Land Acquisition Techniques
The video begins by comparing land acquisition methods, specifically vibrators and dynamite as energy sources. Vibrators, a more modern approach, generally provide an improved signal-to-noise ratio compared to dynamite. A comparison of records from Southeast Montana shows that vibrator records exhibit more coherent reflections, which are harder to discern in dynamite-acquired data. The presenter notes that while modern 3D data is easier to interpret, these older records present more uncertainty.
Survey Design and Fold Coverage
Every seismic survey has distinct quality zones that impact interpretation. The area of interest, or "sweet spot", is surrounded by a fringe area. Seismic surveys must extend beyond the reservoir to allow for larger offset angles and maintain fold for noise reduction. An image of fold coverage from a land survey illustrates how fold builds up from the edges to the centre. Areas with lower fold may have reduced statistical noise reduction, making subtle features harder to interpret. Stripe patterns in fold acquisition can cause acquisition artifacts in the seismic data, often referred to as the acquisition footprint.

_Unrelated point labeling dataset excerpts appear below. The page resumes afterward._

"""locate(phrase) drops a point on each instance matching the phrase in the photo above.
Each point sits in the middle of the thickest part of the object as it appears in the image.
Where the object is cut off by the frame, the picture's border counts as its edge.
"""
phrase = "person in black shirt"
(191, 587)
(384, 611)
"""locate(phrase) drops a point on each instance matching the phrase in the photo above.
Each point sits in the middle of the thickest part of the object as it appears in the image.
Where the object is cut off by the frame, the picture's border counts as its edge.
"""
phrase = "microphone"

Survey Geometry in Land Acquisition
Survey geometry in land acquisition varies based on terrain, obstacles, cost, and equipment constraints. Cross-spread shooting, first used in the 1970s, and perimeter shooting are two variations. Perimeter shooting involves placing sources around a regular or irregular area, with source and receiver lines often coincident. This method allows for flexibility in undershooting obstacles, providing more CMP image coverage with minimal surface access and source effort.
Marine Acquisition Overview
The video transitions to marine acquisition, using an image to illustrate key elements such as a source vessel towing air gun arrays and long hydrophone streamers. Vessels typically follow carefully planned sail lines in a racetrack pattern to ensure proper coverage. The presenter shares photos from a seismic survey in the Gulf of Mexico, noting the use of streamers and air guns. A 4D survey required working around existing platforms, necessitating two phases of seismic shooting with smaller vessels.

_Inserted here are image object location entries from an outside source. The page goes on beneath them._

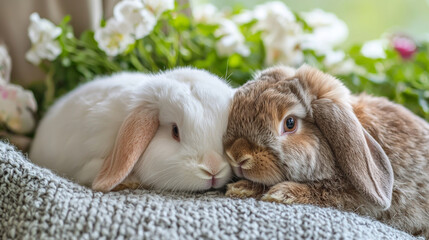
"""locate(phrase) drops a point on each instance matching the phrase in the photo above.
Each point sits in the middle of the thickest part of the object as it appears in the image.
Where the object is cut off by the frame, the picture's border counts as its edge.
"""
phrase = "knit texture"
(38, 204)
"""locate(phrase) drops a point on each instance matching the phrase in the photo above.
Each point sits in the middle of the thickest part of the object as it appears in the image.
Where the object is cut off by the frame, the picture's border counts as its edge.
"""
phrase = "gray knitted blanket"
(37, 204)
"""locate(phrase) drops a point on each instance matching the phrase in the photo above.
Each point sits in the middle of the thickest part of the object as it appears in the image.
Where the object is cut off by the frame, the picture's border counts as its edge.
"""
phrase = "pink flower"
(405, 46)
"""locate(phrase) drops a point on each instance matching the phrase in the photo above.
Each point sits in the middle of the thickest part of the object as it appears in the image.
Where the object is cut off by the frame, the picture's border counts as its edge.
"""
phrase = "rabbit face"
(271, 134)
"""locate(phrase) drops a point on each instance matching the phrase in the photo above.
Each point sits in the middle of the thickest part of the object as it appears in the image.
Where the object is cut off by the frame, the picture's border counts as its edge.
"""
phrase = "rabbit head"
(299, 125)
(172, 139)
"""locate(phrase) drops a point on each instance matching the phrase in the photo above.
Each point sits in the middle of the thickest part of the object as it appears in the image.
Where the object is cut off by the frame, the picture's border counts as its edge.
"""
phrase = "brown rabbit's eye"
(289, 124)
(175, 132)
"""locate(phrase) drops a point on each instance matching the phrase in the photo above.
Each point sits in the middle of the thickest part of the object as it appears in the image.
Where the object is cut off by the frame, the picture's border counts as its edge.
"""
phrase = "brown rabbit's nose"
(240, 153)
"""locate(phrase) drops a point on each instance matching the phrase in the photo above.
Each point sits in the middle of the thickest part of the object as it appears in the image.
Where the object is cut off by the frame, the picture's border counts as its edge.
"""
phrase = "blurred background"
(366, 19)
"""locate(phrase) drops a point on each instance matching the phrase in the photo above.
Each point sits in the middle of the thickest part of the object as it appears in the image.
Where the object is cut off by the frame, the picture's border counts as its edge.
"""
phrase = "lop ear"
(133, 137)
(359, 156)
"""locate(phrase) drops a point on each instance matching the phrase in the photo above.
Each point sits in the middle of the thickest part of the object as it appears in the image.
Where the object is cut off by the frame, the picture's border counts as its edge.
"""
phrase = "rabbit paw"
(288, 193)
(244, 189)
(127, 185)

Marine Acquisition Equipment and Challenges
Equipment from a marine survey includes air guns and streamer decks. The presenter shares a photo of live data from the data QC centre, highlighting its noisy appearance before processing. Ocean currents pose a major challenge, causing streamer feathering, where streamers drift from their intended path. This affects subsurface coverage and must be accounted for during processing and interpretation.
Ocean Bottom Technologies
Ocean bottom cables (OBC) are a great alternative if affordable, laid directly on the seafloor with hydrophones and geophones. They provide better low-frequency response and allow recording of both pressure and shear waves. Deployment can be complex and expensive. Ocean bottom nodes (OBN) are individual nodes placed in areas where cables are impractical, offering very good data quality but are even more expensive to deploy and retrieve.
Comparison of Marine Acquisition Methods
A comparison between traditional streamer acquisition and ocean bottom nodes shows how different methods affect imaging capability. Ocean bottom methods provide better illumination of complex structures. Subsalt images at the "Meine" level demonstrate higher resolution with OBS compared to towed streamers. Wide azimuth node imaging with OBS offers advantages over narrow azimuth towed streamer images.

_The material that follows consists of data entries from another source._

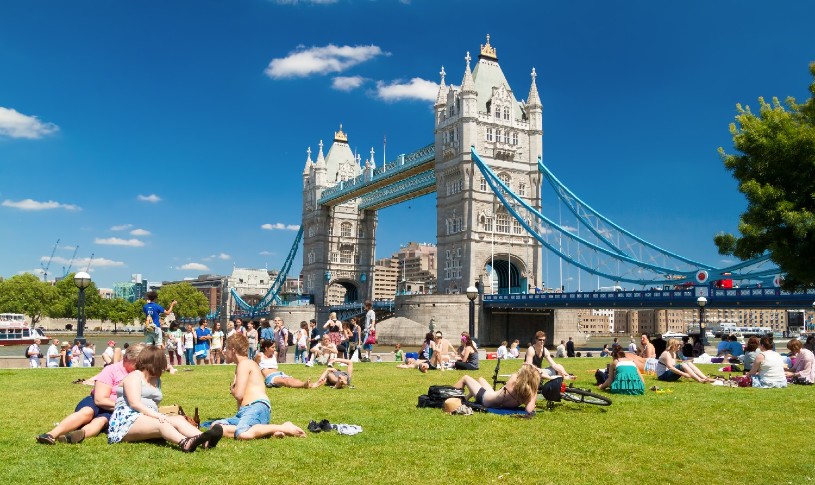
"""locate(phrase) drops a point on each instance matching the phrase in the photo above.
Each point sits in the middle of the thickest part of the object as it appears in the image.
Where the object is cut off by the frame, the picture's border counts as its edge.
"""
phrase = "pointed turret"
(533, 100)
(309, 163)
(320, 158)
(468, 84)
(443, 89)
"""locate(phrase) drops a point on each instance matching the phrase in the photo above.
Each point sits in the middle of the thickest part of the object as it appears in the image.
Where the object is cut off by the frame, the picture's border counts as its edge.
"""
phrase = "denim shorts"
(258, 412)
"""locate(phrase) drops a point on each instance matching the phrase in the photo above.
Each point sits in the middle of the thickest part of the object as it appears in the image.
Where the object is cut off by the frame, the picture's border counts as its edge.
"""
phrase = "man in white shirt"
(52, 356)
(33, 353)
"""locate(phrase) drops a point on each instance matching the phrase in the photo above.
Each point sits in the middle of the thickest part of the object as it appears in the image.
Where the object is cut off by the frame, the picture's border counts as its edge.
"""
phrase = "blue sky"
(168, 138)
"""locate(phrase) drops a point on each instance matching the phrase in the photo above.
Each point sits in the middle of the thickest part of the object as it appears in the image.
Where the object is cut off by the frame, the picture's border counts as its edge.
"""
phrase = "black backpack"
(436, 395)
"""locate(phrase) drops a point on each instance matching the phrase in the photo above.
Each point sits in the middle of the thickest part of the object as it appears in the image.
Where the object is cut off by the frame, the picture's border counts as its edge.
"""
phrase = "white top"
(267, 362)
(52, 357)
(772, 367)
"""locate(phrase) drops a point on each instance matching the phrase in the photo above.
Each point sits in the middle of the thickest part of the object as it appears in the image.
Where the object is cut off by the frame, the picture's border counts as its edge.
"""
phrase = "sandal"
(214, 435)
(190, 444)
(46, 439)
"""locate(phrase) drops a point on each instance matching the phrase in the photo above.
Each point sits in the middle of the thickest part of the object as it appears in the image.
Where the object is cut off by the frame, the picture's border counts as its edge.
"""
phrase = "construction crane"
(70, 263)
(47, 265)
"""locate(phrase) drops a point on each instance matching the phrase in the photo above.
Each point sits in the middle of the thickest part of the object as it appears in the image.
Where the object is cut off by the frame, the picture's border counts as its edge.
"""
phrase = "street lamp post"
(82, 280)
(472, 294)
(702, 301)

Impact of Geometry and Acquisition Footprints
Geometry significantly impacts seismic data; shooting parallel or perpendicular to faults can change their appearance. An example shows how different geometries illuminate features differently. Acquisition footprints, unavoidable artifacts resulting from acquisition geometry, can be mistaken for geologic features. The presenter emphasises the importance of identifying these footprints to avoid misinterpretation.
Key Concepts in Acquisition
The video concludes by reiterating key concepts: survey geometry affects seismic data, different azimuth coverages exist, acquisition artifacts can mimic geologic structures, and better azimuth coverage improves imaging of complex structures. Checking acquisition and processing reports can help understand unusual features encountered during interpretation.